SUR QUOI,
Aux termes de l'article L. 743-23 du code de l'entrée et du séjour des étrangers et du droit d'asile, en cas d'irrecevabilité ou dans les cas prévus aux articles L. 741-10 et L. 742-8, s'il apparaît qu'aucune circonstance nouvelle de fait ou de droit n'est intervenue depuis le placement en rétention administrative ou son renouvellement, l'appel peut être rejeté peut être rejeté sans convocation préalable des parties.
Dans l'intérêt d'une bonne administration de la justice il y a lieu de faire application de cet article.
En l'espèce, la déclaration d'appel relève que le requérant [D] [V] est un ressortissant algérien, qui déclare être retenu depuis 32 jours, n'avoir jamais été présenté aux autorités consulaires algériennes, qu'en l'absence de laissez passer il n'existe pas de perspectives d'éloignement, ni aucun vol programmé, qu'il n'a fait l'objet d'aucune condamnation et avoir été victime de violences importantes de la part des fonctionnaires de police.
Il demande l'infirmation de l'ordonnance de 2e prolongation et sa remise en liberté.
En premier lieu, qu'il n'existe pas d'élément nouveau au soutien des prétentions et aucune circonstance nouvelle de fait ou de droit n'est intervenue depuis le placement en rétention administrative au sens de l'article L. 743, alinéa 2 qui lui permettrait de critiquer la légalité de l'arrêté du préfet.
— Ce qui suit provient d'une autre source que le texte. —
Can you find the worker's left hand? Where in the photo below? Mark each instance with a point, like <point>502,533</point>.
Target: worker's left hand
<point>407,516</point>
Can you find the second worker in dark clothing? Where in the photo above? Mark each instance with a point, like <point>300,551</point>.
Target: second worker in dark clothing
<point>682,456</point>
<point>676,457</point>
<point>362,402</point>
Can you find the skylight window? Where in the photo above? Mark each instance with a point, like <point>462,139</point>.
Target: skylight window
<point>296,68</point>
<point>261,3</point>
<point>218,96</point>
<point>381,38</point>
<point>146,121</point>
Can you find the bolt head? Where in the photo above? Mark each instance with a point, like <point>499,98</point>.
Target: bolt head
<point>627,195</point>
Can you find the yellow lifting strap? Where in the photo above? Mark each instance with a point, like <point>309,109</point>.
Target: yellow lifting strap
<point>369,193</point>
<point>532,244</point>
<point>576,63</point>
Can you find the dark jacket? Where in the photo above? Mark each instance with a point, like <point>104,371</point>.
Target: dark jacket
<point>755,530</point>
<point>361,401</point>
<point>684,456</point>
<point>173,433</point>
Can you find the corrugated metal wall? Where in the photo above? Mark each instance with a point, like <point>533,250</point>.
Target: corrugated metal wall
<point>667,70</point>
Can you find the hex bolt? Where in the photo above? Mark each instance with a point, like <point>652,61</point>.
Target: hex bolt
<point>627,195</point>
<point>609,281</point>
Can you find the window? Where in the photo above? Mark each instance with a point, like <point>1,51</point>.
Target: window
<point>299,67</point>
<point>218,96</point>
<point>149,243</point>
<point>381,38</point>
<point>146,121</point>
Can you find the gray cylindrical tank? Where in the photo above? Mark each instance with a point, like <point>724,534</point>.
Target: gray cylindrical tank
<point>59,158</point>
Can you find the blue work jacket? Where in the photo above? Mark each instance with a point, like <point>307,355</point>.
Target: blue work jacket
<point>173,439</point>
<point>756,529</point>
En particulier, les questions relatives aux conditions de la 3e prolongation de sa rétention, la menace à l'ordre public, aux perspectives d'éloignement et aux diligences de l'administration ont été prises en compte par le premier juge qui y a répondu et les éléments factuels étaient déjà dans le débat, notamment le fait que l'impossibilité d'exécuter la mesure d'éloignement résulte d'une menace d'une particulière gravité à l'ordre public, que l'intéressé a été signalé à de très nombreuses reprises et a fait l'objet d'une procédure récente, le 3 juin 2026, pour des faits de violence sur fonctionnaire de police, rébellion et vol, que l'intéressé n'a pas remis un passeport en cours de validité, que les autorités consulaires algériennes ont été saisies dès le 8 juin 2026, que l'audition consulaire est prévue le 8 juillet 2026, que les diligences sont donc justifiées, que les perspectives d'éloignement sont réelles dès lors qu'une reconnaissance consulaire peut intervenir à bref délai, étant précisé qu'il n'appartient pas au juge judiciaire d'apprécier l'éloignement.
Par ailleurs, le moyen soulevé de l'incompétence de l'auteur de la requête en prolongation n'est pas opérant dès lors que l'appelant ne précise aucunement les raisons qui permettraient de mettre en cause la compétence du signataire de la requête.
Par ailleurs, il résulte d'une jurisprudence constante que le juge administratif est seul compétent pour connaître de la légalité des décisions relatives à l'éloignement, quand bien même leur illégalité serait invoquée par voie d'exception à l'occasion de la contestation, devant le juge judiciaire, de la décision de placement en rétention (1re Civ., 27 septembre 2017, pourvoi n° 17-10.207). La critique sur l'éloignement ne relève donc pas de la compétence de notre juridiction qui ne saurait, sans excès de pouvoir, statuer sur ce point.
En second lieu, au surplus, qu'aucun élément fournis à l'appui de la demande dans les délais de l'appel, ne permettent de justifier qu'il soit mis fin à la rétention ou de l'impossibilité d'exécution dans les délais de la mesure d'éloignement, de sorte qu'il peut y être répondu sans convocation des parties.
Or la loi permet, dans ce cas (1., et surabondamment 2.), de rejeter la demande sans convocation des parties, dès lors qu'il n'est manifestement pas justifié qu'il soit mis fin à la rétention.
Pour le reste, la déclaration d'appel ne conteste pas utilement la motivation retenue par le premier juge.
En l'absence de toute illégalité susceptible d'affecter les conditions (découlant du droit de l'Union) de légalité de la rétention, et à défaut d'autres moyens présentés en appel, il y a lieu de rejeter l'appel.